悲喜こもごもの最終テストが終わり、一年生の運命も決した。
私のお友達がどうなったかというと、まずトルルはギリギリながら滑り込みで〝基礎魔法講座〟をクリアすることができた。だが、ライアン、ザイク、モーラの3人は、残念ながら留年決定。来年ももう一度〝基礎魔法講座〟のやり直しだ。
モーラは、かなり落ち込んでしまい、もう諦めて帰るとまで言い始めたが、トルルが
「来年はもっと参考書が充実するはずだから、今年よりずっと受かりやすいはずだよ。もうかなりの数はできるようになっているんだから、きっと大丈夫!」
と、熱心に説得し、なんとか残る気になってくれたそうだ。それに、もともと半数は落ちるというとんでもない学科なのだ。一度や二度の失敗を、そんなに気にする人は誰もいない。
今年は参考書効果が如実に現れ、6割近くが合格し、これまでの年より合格者が多かった。きっと来年の合格率はさらに上がるだろうというトルルの予測も、その通りだと思う。

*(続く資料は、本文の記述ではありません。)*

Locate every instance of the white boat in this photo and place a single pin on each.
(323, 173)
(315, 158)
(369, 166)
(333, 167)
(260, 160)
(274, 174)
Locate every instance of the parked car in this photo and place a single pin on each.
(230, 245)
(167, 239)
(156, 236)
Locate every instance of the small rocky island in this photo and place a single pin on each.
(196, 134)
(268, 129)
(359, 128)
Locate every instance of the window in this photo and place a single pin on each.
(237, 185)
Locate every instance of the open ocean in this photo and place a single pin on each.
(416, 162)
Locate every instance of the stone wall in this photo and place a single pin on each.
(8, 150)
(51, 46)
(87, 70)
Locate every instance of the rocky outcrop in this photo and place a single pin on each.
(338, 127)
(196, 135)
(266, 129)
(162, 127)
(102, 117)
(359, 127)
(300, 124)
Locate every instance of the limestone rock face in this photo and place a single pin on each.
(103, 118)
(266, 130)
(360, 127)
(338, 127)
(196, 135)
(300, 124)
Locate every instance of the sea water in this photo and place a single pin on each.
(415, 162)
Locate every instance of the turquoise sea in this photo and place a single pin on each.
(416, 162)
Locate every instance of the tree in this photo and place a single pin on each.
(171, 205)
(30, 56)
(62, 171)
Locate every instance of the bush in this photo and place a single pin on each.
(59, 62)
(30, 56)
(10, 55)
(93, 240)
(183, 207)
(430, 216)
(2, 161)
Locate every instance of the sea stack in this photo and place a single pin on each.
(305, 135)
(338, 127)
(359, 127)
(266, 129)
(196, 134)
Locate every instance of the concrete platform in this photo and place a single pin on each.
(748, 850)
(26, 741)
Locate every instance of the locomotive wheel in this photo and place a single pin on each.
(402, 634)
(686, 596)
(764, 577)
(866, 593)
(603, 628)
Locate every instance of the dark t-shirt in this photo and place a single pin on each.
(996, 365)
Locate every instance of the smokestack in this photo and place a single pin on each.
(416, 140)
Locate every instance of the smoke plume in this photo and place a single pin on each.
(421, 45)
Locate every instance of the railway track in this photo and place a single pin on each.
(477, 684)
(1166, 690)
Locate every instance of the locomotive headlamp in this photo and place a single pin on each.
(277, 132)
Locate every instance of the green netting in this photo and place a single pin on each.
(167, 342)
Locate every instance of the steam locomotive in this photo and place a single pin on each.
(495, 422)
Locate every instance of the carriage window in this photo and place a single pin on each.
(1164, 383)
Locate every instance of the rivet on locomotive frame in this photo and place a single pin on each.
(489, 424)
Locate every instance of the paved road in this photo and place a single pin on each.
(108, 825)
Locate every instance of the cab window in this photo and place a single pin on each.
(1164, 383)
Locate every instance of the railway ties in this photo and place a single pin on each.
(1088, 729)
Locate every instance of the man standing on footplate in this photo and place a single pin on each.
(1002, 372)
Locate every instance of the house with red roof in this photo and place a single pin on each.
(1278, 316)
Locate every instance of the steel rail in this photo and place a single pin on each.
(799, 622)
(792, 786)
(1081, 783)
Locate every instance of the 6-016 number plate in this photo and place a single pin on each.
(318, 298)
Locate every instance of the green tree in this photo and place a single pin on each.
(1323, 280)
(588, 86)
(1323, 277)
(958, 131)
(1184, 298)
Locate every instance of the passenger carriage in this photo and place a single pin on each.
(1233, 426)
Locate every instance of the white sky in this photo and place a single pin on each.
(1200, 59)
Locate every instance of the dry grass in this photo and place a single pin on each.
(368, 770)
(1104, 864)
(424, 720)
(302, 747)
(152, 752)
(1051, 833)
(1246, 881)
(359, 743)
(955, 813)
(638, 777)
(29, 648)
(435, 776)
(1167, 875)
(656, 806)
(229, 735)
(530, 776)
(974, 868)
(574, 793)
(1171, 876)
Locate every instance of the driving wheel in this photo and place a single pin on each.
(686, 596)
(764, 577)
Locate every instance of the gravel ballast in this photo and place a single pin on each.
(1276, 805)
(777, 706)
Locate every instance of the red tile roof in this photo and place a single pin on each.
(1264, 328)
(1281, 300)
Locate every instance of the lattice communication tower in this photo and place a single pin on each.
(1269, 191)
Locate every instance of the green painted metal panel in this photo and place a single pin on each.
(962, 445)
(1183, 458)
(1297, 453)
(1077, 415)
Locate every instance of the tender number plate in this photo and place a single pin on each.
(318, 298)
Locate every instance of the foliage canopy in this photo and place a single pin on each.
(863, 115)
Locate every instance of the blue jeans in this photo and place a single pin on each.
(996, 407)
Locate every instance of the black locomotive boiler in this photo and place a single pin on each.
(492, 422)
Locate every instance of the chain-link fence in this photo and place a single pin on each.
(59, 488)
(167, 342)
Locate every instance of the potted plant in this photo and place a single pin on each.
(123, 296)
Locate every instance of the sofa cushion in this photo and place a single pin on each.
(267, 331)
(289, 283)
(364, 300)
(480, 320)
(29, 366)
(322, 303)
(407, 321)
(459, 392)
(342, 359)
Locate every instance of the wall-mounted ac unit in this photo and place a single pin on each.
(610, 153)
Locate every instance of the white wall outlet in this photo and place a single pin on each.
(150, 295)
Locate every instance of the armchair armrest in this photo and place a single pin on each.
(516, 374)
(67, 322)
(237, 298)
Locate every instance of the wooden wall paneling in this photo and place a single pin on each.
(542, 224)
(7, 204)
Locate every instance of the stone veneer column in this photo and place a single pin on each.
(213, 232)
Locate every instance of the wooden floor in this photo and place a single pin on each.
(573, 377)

私はいよいよこのクラスともお別れだな、と感慨深く放課後の教室でみんなと雑談を楽しんでいた。
私から発言するとまずいことをしゃべってしまいそうな気がして、言葉少なにみんな話を聞いていると、そこへオーライリとクローナが、なんだかひそひそ声で私に話しかけてきた。
「あのね、マリスさん……ちょっと、聞いて欲しいことがあるのですけれど、よろしいですか?」
オーライリは、少し困ったような楽しそうなような、複雑な表情をしている。クローナは満面の笑みだ。
なんでも生徒会に関することでまだ極秘だというので、私たちは、ちょっと席を離れ廊下で立ち話をすることにした。廊下に出ると、言いたくてたまらなかった様子のクローナは、すぐ本題を話し始めた。
「次の生徒会長になられるアーシアン・シルベスター様から、メイロード・マリスさんを生徒会役員に迎えたいというお話がありました。これは異例中の異例なのですが、あなたの活躍が認められたという大変名誉なことですの! 私もオーライリも、本当に嬉しく思っておりますのよ!」
「え、せ、生徒会……ですか? 聴講生の私が?」
私の〝目立たない穏便な学生生活〟という目標を知っているオーライリは、私が認められたうれしさときっと嫌がるだろうという気持ちが半々で、ああいう不思議な顔になっていたようだ。今もその顔のままでクローナの話にうなづいている。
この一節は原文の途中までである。